I am sitting on a patio looking at another patio I am helping construct for a special friend. I’ve never built a patio before. One can always learn something new. I worked hard this morning on the project and felt the sweat and grind that comes from manual labor. I need more of this in my life.

Soon, this friend is driving the length of Oregon to investigate a possible opportunity to help me reinvent myself. That’s a long way to drive for someone. Who knows if the opportunity will pan out, but I’ll never forget this friend’s drive. It reminds me of what Werner Herzog did for his friend in Of Walking in Ice when he walked to from Munich to Paris in the early 1970s in the middle of winter because his friend was ill. It’s one the greatest books ever written and I urge people to find it, although it is almost impossible to find. Reading it for the first time changed my whole idea about what writing can achieve.

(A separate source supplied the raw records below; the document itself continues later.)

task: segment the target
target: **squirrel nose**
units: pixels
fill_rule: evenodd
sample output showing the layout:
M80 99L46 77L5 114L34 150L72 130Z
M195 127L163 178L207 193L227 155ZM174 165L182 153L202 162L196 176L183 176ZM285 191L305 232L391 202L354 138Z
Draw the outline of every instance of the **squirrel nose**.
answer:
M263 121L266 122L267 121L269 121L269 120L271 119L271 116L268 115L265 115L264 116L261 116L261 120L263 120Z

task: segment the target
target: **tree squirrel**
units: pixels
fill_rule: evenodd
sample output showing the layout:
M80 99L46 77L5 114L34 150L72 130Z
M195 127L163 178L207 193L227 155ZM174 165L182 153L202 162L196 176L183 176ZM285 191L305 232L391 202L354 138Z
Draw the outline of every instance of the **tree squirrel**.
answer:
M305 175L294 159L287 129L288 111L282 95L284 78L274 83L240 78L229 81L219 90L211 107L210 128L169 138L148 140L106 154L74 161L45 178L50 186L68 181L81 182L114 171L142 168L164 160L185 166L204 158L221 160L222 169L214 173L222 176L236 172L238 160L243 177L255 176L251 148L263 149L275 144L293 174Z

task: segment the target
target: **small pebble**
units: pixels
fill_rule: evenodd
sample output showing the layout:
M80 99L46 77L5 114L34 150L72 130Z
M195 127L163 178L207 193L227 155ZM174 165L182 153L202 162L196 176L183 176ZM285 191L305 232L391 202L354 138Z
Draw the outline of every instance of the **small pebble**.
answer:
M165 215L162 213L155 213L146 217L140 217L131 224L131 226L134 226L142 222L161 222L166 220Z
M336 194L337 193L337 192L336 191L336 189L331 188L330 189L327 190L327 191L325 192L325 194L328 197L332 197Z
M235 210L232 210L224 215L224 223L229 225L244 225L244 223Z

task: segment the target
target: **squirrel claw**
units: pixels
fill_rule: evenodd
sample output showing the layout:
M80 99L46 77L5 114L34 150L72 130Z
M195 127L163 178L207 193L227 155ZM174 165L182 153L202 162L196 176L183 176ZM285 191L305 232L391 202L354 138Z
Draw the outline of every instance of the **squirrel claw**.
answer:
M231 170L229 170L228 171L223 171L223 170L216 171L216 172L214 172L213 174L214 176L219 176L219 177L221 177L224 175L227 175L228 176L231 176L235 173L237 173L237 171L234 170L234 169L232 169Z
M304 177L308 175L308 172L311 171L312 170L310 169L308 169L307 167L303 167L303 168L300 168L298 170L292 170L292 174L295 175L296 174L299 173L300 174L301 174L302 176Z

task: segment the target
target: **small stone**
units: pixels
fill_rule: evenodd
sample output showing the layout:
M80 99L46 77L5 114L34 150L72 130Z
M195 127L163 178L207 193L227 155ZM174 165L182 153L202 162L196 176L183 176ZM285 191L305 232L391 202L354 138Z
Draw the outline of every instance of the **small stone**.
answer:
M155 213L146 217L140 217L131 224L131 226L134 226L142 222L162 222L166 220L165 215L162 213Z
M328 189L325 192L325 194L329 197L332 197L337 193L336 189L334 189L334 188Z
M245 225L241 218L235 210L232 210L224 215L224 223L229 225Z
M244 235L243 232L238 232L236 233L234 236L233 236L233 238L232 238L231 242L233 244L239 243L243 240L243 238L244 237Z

I’m reading Jack Kerouac’s Dr. Sax and going nowhere with it. Nowhere. It’s more of an archaeological experience that a literary one. It’s sixty years old but feels more dated than something by Dickens.

I wonder if anyone in Oregon will be reading my book about rain, Of Walking in Rain, 60 years from now.

I’m also reading a thousand-page biography of one my heroes, Arthur Ashe, the African American tennis champion, who died from AIDS (from a blood transfusion) in 1993. It is inconceivable to imagine what he experienced in the segregated south of the 1950s and 1960s as he moved up the tennis rankings. Then, of course there was his advocacy against apartheid in South Africa and his pioneering work to destroy that racist system. And of course, there was his cool, unflappable demeanor on court, which stood in such contrast to the asshole antics of Nastase, Connors and McEnroe. I wish I would have emulated Ashe’s style in my tennis-playing youth, but I did not. Most of us succumbed to the assholes’ way of comporting themselves. I like to think I’ve learned the Arthur Ashe Lesson in Life, in my writing and personal and political lives. It’s going to serve me will during this reinvention. It would serve a lot of other Americans well to comport themselves like Ashe in the days of social media and President Trump. It’s so easy to be arrogant and demeaning. It takes stamina and concentration to be deliberate in life.

Birds and squirrels are all around me. Deer lurk on nearby lawns. I see a quail feather stuck among branches in a burn-pile ready to be set off into a clear night. I might let it off tonight and think around the fire.